[Python-Dev] PEP 554 v3 (new interpreters module)

Eric Snow ericsnowcurrently at gmail.com
Mon Oct 2 21:31:30 EDT 2017


On Thu, Sep 14, 2017 at 8:44 PM, Nick Coghlan <ncoghlan at gmail.com> wrote:
> Not really, because the only way to ensure object separation (i.e no
> refcounted objects accessible from multiple interpreters at once) with
> a bytes-based API would be to either:
>
> 1. Always copy (eliminating most of the low overhead communications
> benefits that subinterpreters may offer over multiple processes)
> 2. Make the bytes implementation more complicated by allowing multiple
> bytes objects to share the same underlying storage while presenting as
> distinct objects in different interpreters
> 3. Make the output on the receiving side not actually a bytes object,
> but instead a view onto memory owned by another object in a different
> interpreter (a "memory view", one might say)

4. Pass Bytes through directly.

The only problem of which I'm aware is that when Py_DECREF() triggers
Bytes.__del__(), it happens in the current interpreter, which may not
be the "owner" (i.e. allocated the object).  So the solution would be
to make PyBytesType.tp_free() effectively run as a "pending call"
under the owner.  This would require two things:

1. a new PyBytesObject.owner field (PyInterpreterState *), or a
separate owner table, which would be set when the object is passed
through a channel
2. a Py_AddPendingCall() that targets a specific interpreter (which I
expect would be desirable regardless)

Then, when the object has an owner, PyBytesType.tp_free() would add a
pending call on the owner to call PyObject_Del() on the Bytes object.

The catch is that currently "pending" calls (via Py_AddPendingCall)
are run only in the main thread of the main interpreter.  We'd need a
similar mechanism that targets a specific interpreter .

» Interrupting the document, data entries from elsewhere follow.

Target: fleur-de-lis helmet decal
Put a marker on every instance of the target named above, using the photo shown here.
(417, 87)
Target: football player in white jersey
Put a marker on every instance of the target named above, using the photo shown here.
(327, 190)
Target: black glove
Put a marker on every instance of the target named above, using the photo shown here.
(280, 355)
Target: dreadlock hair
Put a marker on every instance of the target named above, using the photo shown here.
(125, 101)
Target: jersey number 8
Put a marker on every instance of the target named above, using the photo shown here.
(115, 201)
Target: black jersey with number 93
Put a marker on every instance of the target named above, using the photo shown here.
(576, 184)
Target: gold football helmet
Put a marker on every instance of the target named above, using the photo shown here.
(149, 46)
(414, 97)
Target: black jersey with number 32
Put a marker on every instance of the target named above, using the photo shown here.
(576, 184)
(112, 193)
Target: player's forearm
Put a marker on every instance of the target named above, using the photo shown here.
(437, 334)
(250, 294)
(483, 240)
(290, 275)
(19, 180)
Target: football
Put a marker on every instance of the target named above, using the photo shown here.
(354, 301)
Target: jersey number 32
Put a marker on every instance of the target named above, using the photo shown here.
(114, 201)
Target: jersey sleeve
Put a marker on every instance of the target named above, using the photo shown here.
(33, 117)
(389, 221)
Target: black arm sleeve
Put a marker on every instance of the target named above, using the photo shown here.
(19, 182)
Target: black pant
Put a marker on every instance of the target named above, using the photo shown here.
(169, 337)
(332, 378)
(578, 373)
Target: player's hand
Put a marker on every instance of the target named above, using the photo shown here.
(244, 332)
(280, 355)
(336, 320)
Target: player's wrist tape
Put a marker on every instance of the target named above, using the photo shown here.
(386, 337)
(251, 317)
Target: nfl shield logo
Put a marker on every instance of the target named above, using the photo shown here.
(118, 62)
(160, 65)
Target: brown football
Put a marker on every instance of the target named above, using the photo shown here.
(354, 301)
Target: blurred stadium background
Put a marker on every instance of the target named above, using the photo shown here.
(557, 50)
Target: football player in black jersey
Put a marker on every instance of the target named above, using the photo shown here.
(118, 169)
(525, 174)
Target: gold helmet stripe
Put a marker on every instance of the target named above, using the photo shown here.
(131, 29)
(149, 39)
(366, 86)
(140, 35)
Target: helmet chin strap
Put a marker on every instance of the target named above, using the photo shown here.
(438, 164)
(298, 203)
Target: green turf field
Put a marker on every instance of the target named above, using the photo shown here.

> By contrast, if we allow an actual bytes object to be shared, then
> either every INCREF or DECREF on that bytes object becomes a
> synchronisation point, or else we end up needing some kind of
> secondary per-interpreter refcount where the interpreter doesn't drop
> its shared reference to the original object in its source interpreter
> until the internal refcount in the borrowing interpreter drops to
> zero.

There shouldn't be a need to synchronize on INCREF.  If both
interpreters have at least 1 reference then either one adding a
reference shouldn't be a problem.  If only one interpreter has a
reference then the other won't be adding any references.  If neither
has a reference then neither is going to add any references.  Perhaps
I've missed something.  Under what circumstances would INCREF happen
while the refcount is 0?

On DECREF there shouldn't be a problem except possibly with a small
race between decrementing the refcount and checking for a refcount of
0.  We could address that several different ways, including allowing
the pending call to get queued only once (or being a noop the second
time).

FWIW, I'm not opposed to the CIV/memoryview approach, but want to make
sure we really can't use Bytes before going down that route.